March 4 is a nationwide AFT day of action to protect our communities and fight for a better life for all—for opportunity, freedom, safety and affordability.
FAM’s Southwest Ohio Labor Coalition held a press conference and rally at Levine Park in front of UC Medical Center, where FAM President Theresa Kulbaga (TK) and leaders from Cincinnati Federation of Teachers, Ohio Nurses Association, and University of Cincinnati spoke out against Ohio legislative attacks on higher education and our immigrant students, colleagues, and neighbors.
Below is a transcript of TK’s speech. You can read press coverage of the event, with additional quotes, here.
I am Dr. Theresa Kulbaga, a Professor of English at Miami University and President of the Faculty Alliance of Miami, AAUP-AFT Local 375.
I am proud and humbled to stand here today with my colleagues across sectors that support the public good — K-12 education, higher education, and nursing — who dedicate our lives to care for the people in our communities. Today, we are standing together to fight for our students, patients, and colleagues.
We are standing together to protect our communities against
Cuts to schools and child care;
Cuts to healthcare and public services;
Attempts to control what is taught in college classrooms; and
Immigration raids that make schools, campuses, and communities less safe.

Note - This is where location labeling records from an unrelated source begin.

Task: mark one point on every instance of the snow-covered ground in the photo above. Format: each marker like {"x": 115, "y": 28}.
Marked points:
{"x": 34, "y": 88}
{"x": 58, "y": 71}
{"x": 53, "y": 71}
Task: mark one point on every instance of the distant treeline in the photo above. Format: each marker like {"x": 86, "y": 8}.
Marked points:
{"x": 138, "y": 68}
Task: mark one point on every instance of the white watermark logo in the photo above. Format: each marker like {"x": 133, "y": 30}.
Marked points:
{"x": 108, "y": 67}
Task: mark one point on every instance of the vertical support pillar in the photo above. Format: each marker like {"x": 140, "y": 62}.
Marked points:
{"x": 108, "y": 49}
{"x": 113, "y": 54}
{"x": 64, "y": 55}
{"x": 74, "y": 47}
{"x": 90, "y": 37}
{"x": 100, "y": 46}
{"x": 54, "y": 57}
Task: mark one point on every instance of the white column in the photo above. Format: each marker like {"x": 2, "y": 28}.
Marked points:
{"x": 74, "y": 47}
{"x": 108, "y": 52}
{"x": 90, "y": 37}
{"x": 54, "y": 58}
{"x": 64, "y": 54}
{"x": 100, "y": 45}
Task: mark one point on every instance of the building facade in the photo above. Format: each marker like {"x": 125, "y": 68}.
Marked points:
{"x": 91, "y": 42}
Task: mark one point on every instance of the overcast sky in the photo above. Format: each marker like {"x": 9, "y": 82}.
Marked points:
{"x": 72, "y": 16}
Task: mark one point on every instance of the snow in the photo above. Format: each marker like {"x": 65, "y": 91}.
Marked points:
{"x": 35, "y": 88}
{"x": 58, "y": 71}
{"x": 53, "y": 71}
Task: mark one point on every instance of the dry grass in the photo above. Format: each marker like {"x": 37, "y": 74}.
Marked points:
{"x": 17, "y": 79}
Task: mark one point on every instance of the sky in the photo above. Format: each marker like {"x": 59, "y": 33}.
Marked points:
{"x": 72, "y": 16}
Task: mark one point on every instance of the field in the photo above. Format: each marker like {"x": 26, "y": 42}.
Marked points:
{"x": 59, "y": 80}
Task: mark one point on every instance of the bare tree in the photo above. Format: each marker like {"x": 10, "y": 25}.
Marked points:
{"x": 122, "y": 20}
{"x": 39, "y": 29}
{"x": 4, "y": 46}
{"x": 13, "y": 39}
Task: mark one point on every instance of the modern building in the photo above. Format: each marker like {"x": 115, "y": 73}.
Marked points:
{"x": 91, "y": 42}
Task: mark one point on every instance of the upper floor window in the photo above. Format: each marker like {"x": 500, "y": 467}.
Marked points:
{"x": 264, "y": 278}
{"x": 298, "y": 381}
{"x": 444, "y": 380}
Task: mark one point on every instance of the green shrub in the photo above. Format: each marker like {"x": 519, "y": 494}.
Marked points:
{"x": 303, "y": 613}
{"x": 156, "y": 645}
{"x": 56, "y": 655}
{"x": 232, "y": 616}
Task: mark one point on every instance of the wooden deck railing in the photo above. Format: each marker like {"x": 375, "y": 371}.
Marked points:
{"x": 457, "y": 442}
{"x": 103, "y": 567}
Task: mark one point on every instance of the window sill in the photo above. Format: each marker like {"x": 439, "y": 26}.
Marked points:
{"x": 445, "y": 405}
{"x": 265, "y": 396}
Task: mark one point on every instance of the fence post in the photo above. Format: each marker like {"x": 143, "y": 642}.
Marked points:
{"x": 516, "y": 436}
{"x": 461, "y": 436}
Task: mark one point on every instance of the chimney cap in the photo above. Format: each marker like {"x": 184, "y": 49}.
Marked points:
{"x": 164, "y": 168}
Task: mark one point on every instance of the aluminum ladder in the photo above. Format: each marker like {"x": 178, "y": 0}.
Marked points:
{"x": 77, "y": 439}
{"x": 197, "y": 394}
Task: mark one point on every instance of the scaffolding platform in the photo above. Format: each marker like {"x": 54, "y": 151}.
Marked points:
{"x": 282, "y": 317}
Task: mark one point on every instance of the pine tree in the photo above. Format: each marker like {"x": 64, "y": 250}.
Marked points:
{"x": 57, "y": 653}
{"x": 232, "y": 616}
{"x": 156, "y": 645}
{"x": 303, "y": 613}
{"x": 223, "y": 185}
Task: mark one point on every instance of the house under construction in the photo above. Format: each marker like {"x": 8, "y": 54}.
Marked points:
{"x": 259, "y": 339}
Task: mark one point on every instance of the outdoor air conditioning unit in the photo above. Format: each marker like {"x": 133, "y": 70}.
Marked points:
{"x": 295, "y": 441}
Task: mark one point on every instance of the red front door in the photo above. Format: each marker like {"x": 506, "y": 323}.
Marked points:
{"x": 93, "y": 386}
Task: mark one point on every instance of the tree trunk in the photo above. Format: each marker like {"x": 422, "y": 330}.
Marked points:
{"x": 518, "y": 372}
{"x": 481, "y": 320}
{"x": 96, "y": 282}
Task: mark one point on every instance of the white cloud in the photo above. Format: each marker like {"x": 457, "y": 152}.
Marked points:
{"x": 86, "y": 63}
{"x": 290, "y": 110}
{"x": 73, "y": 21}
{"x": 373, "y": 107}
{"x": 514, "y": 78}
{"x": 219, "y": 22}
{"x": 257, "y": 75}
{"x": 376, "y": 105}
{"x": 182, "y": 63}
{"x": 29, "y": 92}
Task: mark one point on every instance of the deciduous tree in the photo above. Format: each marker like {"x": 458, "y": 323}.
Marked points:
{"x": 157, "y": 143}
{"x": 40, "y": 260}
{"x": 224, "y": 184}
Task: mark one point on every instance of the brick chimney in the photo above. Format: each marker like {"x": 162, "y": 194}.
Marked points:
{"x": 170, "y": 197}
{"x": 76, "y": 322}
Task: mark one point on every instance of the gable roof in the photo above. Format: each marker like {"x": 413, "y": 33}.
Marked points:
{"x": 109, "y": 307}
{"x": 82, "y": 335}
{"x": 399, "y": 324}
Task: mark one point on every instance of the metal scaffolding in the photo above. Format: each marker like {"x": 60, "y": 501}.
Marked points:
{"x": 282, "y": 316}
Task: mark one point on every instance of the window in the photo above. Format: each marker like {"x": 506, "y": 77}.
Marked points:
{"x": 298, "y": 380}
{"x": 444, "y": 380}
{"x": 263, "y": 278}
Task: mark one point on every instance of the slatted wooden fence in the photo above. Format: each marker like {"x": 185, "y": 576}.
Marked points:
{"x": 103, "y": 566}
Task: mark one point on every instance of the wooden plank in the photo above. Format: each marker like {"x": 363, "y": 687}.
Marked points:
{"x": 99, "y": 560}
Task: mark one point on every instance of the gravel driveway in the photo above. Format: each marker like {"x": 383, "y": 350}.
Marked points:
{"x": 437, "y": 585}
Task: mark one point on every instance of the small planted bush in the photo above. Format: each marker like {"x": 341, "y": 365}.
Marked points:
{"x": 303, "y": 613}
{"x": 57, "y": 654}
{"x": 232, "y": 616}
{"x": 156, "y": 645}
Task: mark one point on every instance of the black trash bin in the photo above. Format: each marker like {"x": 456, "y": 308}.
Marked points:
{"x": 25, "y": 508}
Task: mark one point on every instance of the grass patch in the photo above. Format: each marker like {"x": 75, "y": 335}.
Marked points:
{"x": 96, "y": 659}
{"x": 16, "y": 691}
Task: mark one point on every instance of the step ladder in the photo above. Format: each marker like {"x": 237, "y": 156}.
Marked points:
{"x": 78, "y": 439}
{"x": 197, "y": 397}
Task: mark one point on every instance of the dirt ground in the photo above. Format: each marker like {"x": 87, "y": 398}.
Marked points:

At Miami University and in colleges and universities across Ohio, student learning is under attack by state legislators in Columbus — who are not educators — but who are attempting to control what can be taught, who can protest, and what kind of scholarly collaborations are possible across national borders. Despite First Amendment rights and a century or more of building up higher education as a public good, Ohio’s lawmakers are now engaging in ideological warfare against specific university course content and faculty collective bargaining rights. Through Senate Bill 1, which was passed last year, Ohio’s public university faculty now must worry about state-mandated student evaluation questions designed to target marginalized faculty and course content related to American history, race and gender, and climate change. Ohio’s lawmakers — again, not experts in education or in American history or any of the subjects they are targeting — want to curtail student learning and free expression in the name of “advancing” higher education. And now they want to pass HB 698, an SB1 “enforcement” law, that will cut even more state funding from our universities.
How does it advance higher education to limit what students can learn? How does it advance higher education to limit the support mechanisms, including Diversity, Equity, and Inclusion centers, that are available to them on campus? How does it attract college students to Ohio, or keep them here in the state once they graduate, if we refuse to prepare them for the challenges of the 21st century workplace and world?
Likewise, how does it advance higher education to target international students and faculty, as both the state legislature and the Trump administration have done? Ohio lawmakers want to pass a suite of bills mandating that schools, hospitals, and daycares cooperate with ICE agents. They even want to forbid immigrants — our colleagues and neighbors — from purchasing property in Ohio through HB1/SB88. How does it advance student learning and Ohio’s economy to threaten to bring ICE agents to schools, campuses, and hospitals? These bills will not make students or patients safer — it will only intimidate them and keep them from seeking healthcare or completing their educations.
We demand that Ohio lawmakers stop attacking K-12 education, higher education, and our siblings in the nursing and social work professions. These are professions that exist to serve the public good. We exist to educate children, to prepare adults for careers and civic life, and to take care of the health, safety, and wellbeing of our communities. Ohio lawmakers need to value the professionals who devote our careers to the public good and who improve Ohio for all of us.
Stop cutting our funding. Stop trying to develop a state higher education curriculum when you are not experts and you are not educators. Stop attacking the people who support student learning and change lives. Stop targeting our immigrant students, colleagues, and neighbors, who make Ohio great and who contribute billions of dollars, including $2.4 billion or more in tax dollars, to the state economy. No federal agents in schools or on campuses. HANDS OFF HIGHER ED.